For Epiphany, I take up the mortar and pestle and simply grind up pure myrrh and add it to pure frankincense and it is wonderful.

I’m no physician, but the problem with many Roman-style incenses is, I suspect, the various additives. Incense makers begin with a base of frankincense, but then add various perfumes, sometimes fragments of scented woods, &c. N. Abbey incense [name withheld] is a fine example. They seem to be the classic choice in the traditional anglophone world. I think the quality is good, but they still add various essential oils, &c. Even if all the ingredients are of high quality, when you burn them there is still the resulting chemical reaction to account for. By using pure frankincense, one eliminates all the additives, and possibly thereby the allergic reactions people may be having.

The cheaper brands are probably little more than wood and paper soaked in essential oils.

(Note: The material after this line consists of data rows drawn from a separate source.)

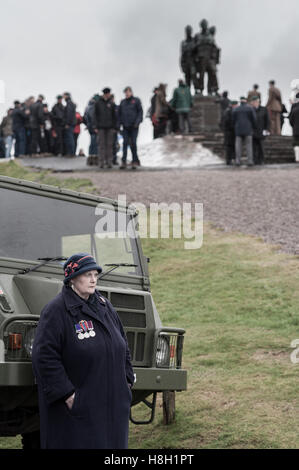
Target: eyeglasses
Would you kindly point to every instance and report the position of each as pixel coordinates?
(91, 275)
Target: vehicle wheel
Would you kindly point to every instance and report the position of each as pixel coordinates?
(31, 440)
(168, 407)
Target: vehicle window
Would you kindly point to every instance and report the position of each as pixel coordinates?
(34, 226)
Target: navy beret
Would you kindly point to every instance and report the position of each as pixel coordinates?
(78, 264)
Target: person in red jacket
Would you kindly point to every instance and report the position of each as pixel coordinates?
(77, 129)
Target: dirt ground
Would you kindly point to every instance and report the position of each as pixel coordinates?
(259, 201)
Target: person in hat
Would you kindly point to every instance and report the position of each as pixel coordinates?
(130, 118)
(105, 125)
(254, 92)
(244, 121)
(58, 117)
(82, 365)
(274, 106)
(261, 130)
(70, 122)
(229, 132)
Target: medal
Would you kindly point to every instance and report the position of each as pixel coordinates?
(78, 330)
(92, 333)
(85, 329)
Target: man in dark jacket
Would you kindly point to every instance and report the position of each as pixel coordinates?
(229, 132)
(88, 121)
(182, 103)
(262, 126)
(105, 126)
(244, 120)
(57, 115)
(69, 124)
(130, 115)
(19, 119)
(36, 124)
(224, 102)
(294, 121)
(6, 132)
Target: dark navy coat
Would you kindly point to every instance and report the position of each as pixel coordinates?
(244, 120)
(130, 112)
(98, 369)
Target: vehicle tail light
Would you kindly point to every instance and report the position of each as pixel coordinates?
(14, 341)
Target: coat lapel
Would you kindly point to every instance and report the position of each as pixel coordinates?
(75, 305)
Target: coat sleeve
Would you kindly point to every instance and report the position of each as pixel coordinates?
(139, 117)
(47, 356)
(129, 368)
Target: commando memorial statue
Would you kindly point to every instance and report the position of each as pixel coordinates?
(199, 56)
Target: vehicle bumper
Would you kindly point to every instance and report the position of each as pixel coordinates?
(156, 379)
(153, 379)
(16, 374)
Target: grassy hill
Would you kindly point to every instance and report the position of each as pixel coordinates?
(238, 300)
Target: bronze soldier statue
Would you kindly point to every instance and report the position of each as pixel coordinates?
(202, 53)
(212, 64)
(206, 56)
(187, 60)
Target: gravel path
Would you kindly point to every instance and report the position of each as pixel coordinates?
(258, 201)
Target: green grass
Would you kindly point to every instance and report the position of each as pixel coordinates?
(14, 169)
(238, 300)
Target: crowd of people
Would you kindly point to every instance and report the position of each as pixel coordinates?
(36, 130)
(171, 116)
(247, 122)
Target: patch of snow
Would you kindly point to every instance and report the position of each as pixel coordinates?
(176, 152)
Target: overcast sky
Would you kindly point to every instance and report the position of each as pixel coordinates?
(81, 46)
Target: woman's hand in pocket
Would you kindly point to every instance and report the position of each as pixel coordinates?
(70, 401)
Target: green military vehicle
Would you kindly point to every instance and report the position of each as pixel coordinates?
(41, 226)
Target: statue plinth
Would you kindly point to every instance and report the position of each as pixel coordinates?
(205, 115)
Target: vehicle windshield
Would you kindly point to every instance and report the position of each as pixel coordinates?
(34, 226)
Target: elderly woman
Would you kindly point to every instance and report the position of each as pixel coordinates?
(82, 365)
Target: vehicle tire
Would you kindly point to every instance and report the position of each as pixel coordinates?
(31, 440)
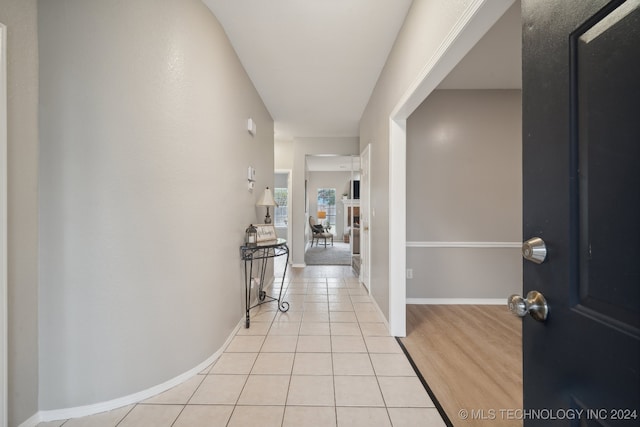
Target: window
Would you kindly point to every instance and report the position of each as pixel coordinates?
(281, 196)
(327, 204)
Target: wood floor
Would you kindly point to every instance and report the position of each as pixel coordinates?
(471, 358)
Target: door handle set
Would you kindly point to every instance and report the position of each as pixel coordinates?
(534, 304)
(534, 250)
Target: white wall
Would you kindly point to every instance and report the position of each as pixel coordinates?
(464, 185)
(425, 27)
(144, 200)
(20, 17)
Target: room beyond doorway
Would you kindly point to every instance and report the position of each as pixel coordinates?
(331, 193)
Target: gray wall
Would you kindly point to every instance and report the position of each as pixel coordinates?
(143, 193)
(20, 17)
(464, 169)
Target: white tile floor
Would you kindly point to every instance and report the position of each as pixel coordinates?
(328, 361)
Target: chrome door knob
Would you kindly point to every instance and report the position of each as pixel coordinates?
(534, 304)
(534, 250)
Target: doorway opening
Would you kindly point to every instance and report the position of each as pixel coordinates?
(332, 209)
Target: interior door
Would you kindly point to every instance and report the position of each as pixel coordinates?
(365, 207)
(581, 148)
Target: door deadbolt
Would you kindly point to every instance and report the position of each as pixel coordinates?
(534, 250)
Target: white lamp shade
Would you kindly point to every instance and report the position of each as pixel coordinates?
(267, 199)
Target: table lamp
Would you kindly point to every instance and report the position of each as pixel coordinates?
(267, 200)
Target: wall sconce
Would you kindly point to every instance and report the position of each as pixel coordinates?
(267, 200)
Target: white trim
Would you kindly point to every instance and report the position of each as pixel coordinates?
(83, 411)
(4, 308)
(457, 301)
(475, 21)
(464, 245)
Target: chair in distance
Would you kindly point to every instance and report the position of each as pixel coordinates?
(319, 232)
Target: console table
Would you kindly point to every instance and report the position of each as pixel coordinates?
(261, 253)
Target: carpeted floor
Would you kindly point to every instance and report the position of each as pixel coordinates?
(338, 254)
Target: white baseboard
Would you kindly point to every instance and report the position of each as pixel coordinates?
(83, 411)
(457, 301)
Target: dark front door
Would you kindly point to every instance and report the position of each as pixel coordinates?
(581, 151)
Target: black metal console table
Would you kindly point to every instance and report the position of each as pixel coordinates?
(262, 252)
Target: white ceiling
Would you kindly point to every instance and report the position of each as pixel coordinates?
(331, 163)
(315, 62)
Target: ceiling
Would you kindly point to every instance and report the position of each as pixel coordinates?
(315, 62)
(329, 163)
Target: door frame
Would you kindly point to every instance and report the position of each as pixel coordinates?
(4, 328)
(288, 172)
(474, 23)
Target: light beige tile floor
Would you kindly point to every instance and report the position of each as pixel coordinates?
(328, 361)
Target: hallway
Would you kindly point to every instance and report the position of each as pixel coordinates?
(327, 361)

As for Byzantine-style incenses, we use them for Mass and Vespers of festivals; however, I’m less certain about their composition. They are, more often than not, perfumed. That said, none of the brothers have ever found them a difficulty, and we’ve used many varieties. The rose-scented kind I’ve been using during the Christmas octave did not come from the above website, but it would be typical of what you’d find here. I intend to try a few of the offerings from the Bethlehem Monks. The only drawback is that, in my experience, many priests are unaccustomed to using the Byzantine style, where the grains are larger and it takes slightly longer for them to catch and begin to burn.